- Occupations: Software developer Entrepreneur CEO of Bread and Butter Software LLC
- Known for: PAD software Scrawl (app)

= Paul Dunahoo =

American software entrepreneur

Paul Dunahoo is a software developer and technology entrepreneur. He became the CEO of his own startup company called Bread and Butter Software, LLC when he was thirteen years old. He has developed successful applications such as Scrawl, which is considered to be the first note-taking app on the Mac with iCloud sync capabilities.

==Biography==
In 2008, Dunahoo was already engaged in software development and had founded a company called PAD Software. The startup attempted to develop one-truck and simple applications for Apple devices.

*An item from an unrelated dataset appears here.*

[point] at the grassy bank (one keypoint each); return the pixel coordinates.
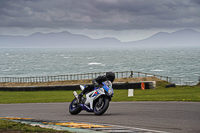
(178, 93)
(15, 127)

By 2012, Dunahoo had already developed nearly twenty applications, which were sold on the App Store for $2 apiece. Most notable of these applications was Scrawl, a popular note-taking application for the Mac that was the first Mac notes application with iCloud sync capabilities. That year Dunahoo was invited to participate in technical sessions during Apple’s developer conference, WWDC. During the conference, he was still in the eighth grade and was chaperoned by his parents.

Dunahoo later drew attention when he exposed a flaw in the Mac App Store after his account was hacked. When he regained control, he discovered that he could access the store’s online catalog without paying. He then replicated the same process using another account.